For four months or so, John Turcotte's AD&D 1st edition module "Red Tam's Bones" (available for free here) has been the loose and often-violated framework for the adventures of my main party in and around the lands of Faerie, which in my world extradimensionally straddle the border between the Inviolacy (think Papal States) and the elven kingdoms. So, the main plot seemed ideal - a cranky Abbot underwrites two expeditions into Faerie lands to find the bones, and later the musical instrument, of the bard Red Tam. A few spoilers follow.
All the same, my initial impression of it was negative. Indeed, we are in the world of the wistful and fanciful fey, but it never helps to have the exposition written out in some sort of Anglo-Celtic-Groundskeeper Willie dialect, with smirking asides so coy that like the Eric Idle "nudge nudge" character, it's not entirely clear what exactly is being intimated.
Let us banish boxed text to the training modules, where it will exist only to teach beginning gamesmasters how to turn third-person prose into second-person immersion on the fly - never, ever as a permanent crutch. And above the ruins of its dwelling let us erect this motto from today, from a dude who gets it:
... the intention is not to describe things directly but to put
them inside the head of the DM who will then describe them to other
people.
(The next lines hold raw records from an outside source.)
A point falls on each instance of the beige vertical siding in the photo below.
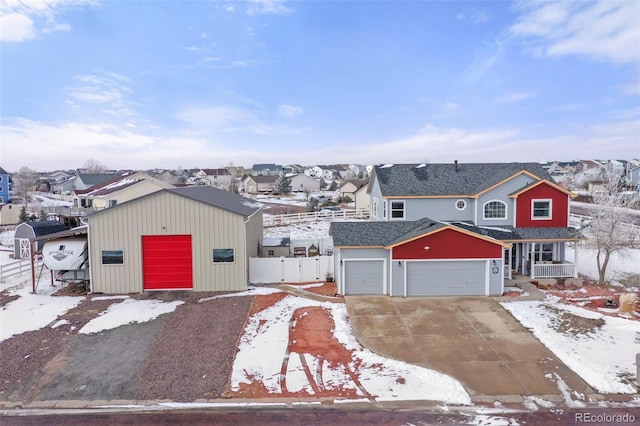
(169, 214)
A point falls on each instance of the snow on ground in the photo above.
(600, 355)
(31, 311)
(127, 312)
(303, 230)
(50, 201)
(618, 264)
(264, 344)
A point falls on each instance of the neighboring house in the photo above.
(455, 229)
(320, 172)
(118, 190)
(33, 229)
(362, 198)
(349, 188)
(9, 214)
(276, 247)
(218, 178)
(634, 178)
(256, 184)
(4, 186)
(302, 182)
(596, 186)
(266, 169)
(197, 238)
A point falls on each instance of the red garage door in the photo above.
(166, 262)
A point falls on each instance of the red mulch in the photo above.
(593, 297)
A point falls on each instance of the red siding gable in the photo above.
(448, 244)
(559, 207)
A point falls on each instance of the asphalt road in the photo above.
(330, 416)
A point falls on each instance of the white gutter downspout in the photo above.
(89, 254)
(246, 255)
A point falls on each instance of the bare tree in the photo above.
(94, 166)
(609, 231)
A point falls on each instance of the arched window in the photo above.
(495, 210)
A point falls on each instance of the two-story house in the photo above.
(455, 229)
(4, 186)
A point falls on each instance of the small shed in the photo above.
(276, 247)
(27, 231)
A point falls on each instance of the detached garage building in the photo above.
(416, 258)
(194, 238)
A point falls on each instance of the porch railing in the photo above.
(553, 270)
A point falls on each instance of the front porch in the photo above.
(540, 260)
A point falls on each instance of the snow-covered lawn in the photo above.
(599, 348)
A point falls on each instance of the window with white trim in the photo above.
(397, 210)
(112, 257)
(224, 255)
(540, 209)
(495, 210)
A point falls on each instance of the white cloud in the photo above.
(20, 20)
(15, 27)
(69, 144)
(484, 61)
(289, 111)
(599, 31)
(512, 97)
(107, 88)
(268, 7)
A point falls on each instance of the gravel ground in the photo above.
(23, 357)
(193, 354)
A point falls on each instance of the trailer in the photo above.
(68, 257)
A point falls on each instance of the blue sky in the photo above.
(169, 84)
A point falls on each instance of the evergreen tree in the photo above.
(24, 216)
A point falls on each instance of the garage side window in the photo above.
(224, 255)
(112, 257)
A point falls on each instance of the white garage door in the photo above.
(364, 277)
(450, 278)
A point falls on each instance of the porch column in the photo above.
(531, 258)
(575, 260)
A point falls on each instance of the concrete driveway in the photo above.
(473, 339)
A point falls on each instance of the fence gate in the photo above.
(25, 249)
(263, 270)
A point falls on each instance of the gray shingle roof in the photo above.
(383, 234)
(379, 234)
(448, 179)
(219, 198)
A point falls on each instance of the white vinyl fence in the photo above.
(16, 267)
(264, 270)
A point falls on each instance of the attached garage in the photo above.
(364, 276)
(167, 262)
(419, 258)
(447, 278)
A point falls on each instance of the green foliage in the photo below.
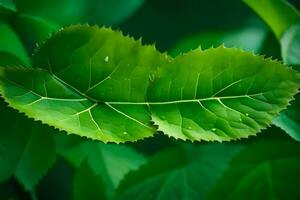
(278, 14)
(94, 190)
(290, 42)
(284, 20)
(11, 43)
(100, 84)
(273, 173)
(184, 172)
(233, 38)
(103, 85)
(25, 157)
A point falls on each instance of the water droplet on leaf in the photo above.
(106, 59)
(151, 77)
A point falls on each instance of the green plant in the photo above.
(84, 82)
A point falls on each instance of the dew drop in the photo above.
(106, 59)
(151, 77)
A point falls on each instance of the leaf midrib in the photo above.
(153, 103)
You are not making a normal form of art, you are making a
virus. It is not to be looked at, it is to infect people, go inside
them and then they do actions round a game table with other people- Patrick Stuart
Anyway, once past this barrier, you are in the first part of the adventure, where the party is trying to get the titular bones in a wild goose chase across three outdoor locations separated by encounter rolls in various terrains. There is a path suggested, but it's not a railroad; the players may follow rumors in a different order or (as mine did) subvert the mission entirely. This may cause less confident DMs anxiety, but it was perfectly fine with me. The locations are very atmospheric and folkloric, with challenges going beyond simple-minded combat or riddle-me-ree; my party actually approached one of these spots, the faerie mounds, in their later outdoor travels, but thought better of investigating.
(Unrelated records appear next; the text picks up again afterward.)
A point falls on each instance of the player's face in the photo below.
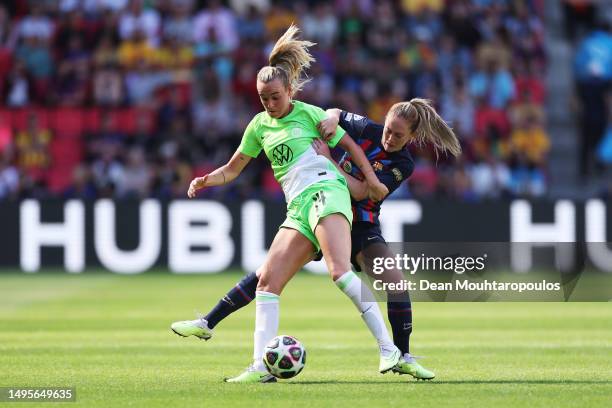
(275, 98)
(395, 134)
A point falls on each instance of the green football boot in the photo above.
(252, 376)
(389, 359)
(198, 328)
(408, 365)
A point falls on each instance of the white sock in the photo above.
(266, 324)
(352, 286)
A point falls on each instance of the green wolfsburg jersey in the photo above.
(287, 143)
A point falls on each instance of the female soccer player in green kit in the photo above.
(319, 212)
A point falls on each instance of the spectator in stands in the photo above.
(593, 72)
(179, 25)
(136, 18)
(190, 72)
(219, 21)
(137, 175)
(35, 54)
(32, 144)
(18, 86)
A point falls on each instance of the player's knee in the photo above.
(337, 269)
(266, 284)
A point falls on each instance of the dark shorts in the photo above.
(363, 235)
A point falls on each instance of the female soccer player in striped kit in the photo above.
(319, 212)
(385, 146)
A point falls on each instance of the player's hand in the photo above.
(327, 128)
(321, 148)
(196, 184)
(377, 191)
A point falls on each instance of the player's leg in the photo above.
(239, 296)
(290, 250)
(333, 234)
(399, 307)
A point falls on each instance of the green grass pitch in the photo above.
(108, 335)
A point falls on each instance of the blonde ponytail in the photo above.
(427, 125)
(288, 59)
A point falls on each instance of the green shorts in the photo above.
(315, 202)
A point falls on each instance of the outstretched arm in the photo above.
(377, 191)
(220, 176)
(357, 188)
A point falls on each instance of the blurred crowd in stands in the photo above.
(132, 98)
(591, 34)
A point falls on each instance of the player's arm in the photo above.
(377, 191)
(220, 176)
(357, 188)
(353, 124)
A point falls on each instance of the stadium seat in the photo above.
(68, 123)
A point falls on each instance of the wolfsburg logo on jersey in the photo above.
(282, 154)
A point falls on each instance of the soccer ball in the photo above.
(284, 356)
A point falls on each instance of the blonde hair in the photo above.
(427, 125)
(288, 59)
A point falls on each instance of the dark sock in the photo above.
(241, 295)
(399, 312)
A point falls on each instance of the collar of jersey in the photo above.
(274, 120)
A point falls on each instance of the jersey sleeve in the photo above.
(318, 115)
(393, 176)
(251, 142)
(354, 124)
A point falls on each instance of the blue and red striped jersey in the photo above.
(390, 168)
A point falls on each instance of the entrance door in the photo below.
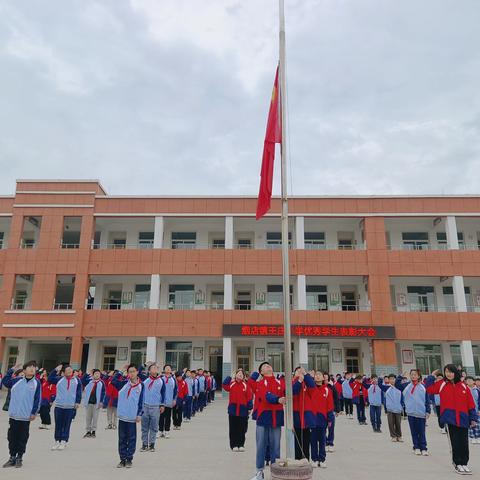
(352, 360)
(243, 358)
(216, 364)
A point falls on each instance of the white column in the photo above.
(467, 356)
(300, 233)
(158, 233)
(228, 292)
(303, 352)
(301, 292)
(151, 349)
(93, 345)
(229, 232)
(451, 231)
(155, 292)
(459, 294)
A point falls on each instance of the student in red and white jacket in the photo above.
(323, 407)
(457, 412)
(303, 414)
(240, 402)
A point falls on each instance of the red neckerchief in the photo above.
(153, 379)
(132, 386)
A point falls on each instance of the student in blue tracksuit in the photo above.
(129, 411)
(25, 396)
(93, 401)
(375, 400)
(67, 400)
(393, 404)
(153, 406)
(417, 406)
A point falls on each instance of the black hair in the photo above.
(261, 366)
(457, 374)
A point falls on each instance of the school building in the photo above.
(378, 283)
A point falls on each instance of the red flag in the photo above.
(272, 136)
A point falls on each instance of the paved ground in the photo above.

The second part turned out to be really wonderful. The goose chase this time targets Red Tam's rebec (a primitive viola) and the evil faerie lover who drained his soul and gave the rebec to her latest paramour, Diarmuid. Her place, the Vernal House, is a sprawling mansion in ornate decay, stuffed to the gills with strange curios, eccentric residents, and treasure if you can get it. My party cut more or less to the chase, which is easy to do if you ask around, and only sampled a few of the wonders available: the three bird-men in the cottage, Diarmuid's horse, the art gallery on the second floor with a painting that clones one of your characters to create a memorable villain.
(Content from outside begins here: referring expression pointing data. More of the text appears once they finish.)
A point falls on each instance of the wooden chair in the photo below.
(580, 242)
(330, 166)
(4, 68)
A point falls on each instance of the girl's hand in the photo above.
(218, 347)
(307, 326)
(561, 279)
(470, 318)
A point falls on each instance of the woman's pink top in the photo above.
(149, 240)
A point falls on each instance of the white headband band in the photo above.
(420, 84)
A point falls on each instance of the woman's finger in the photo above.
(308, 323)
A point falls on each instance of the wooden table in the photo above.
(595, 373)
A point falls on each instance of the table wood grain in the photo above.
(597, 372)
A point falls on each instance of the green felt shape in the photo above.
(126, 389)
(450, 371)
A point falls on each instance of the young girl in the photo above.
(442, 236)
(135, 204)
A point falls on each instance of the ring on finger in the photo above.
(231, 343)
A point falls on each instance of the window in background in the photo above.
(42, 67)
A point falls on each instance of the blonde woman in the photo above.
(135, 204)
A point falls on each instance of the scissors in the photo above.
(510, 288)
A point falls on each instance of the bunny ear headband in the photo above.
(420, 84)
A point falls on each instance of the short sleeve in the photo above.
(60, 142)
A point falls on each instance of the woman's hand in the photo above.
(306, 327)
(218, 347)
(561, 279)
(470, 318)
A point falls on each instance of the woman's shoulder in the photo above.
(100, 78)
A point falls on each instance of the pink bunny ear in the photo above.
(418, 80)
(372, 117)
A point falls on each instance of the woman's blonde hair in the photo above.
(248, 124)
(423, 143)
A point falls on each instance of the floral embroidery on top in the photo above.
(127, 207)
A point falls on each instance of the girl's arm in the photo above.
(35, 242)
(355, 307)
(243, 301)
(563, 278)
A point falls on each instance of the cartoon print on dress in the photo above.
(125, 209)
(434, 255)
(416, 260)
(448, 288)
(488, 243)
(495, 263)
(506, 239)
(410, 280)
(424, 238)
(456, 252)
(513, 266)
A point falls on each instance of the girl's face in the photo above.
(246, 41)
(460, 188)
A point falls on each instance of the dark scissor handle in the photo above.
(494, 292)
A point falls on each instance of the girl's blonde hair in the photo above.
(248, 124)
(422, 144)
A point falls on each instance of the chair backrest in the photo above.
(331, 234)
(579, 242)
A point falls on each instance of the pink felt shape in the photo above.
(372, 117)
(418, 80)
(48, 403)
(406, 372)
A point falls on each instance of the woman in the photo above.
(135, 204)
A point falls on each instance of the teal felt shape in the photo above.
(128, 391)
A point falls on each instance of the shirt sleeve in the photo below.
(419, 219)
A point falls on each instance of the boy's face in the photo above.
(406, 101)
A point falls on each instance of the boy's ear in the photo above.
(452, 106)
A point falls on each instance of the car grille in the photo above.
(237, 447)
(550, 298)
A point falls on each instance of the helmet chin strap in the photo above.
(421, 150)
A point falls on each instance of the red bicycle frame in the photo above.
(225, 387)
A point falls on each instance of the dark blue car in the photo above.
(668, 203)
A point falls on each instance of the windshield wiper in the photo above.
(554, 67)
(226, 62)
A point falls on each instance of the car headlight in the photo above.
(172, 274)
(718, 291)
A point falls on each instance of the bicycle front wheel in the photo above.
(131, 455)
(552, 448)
I appreciated the different denizens - and one of the most important in my run was a random encounter with a spriggan whom I named Goatgamble. These characters can be set into motion like billiard balls, interacting with the weird environment. Goatgamble reaction-rolled his way into love with an elven henchwoman and craftily led the party to the gallery painting so he could have his own evil clone of her.
If you were to use the Vernal House, it might work better as a one-shot with no set goal or only vague rumors, rather than follow the rebec-stealing plot. Give your adventurers only one shot at its riches - it wouldn't do to have them just clear it out room by room like some dirty dungeon.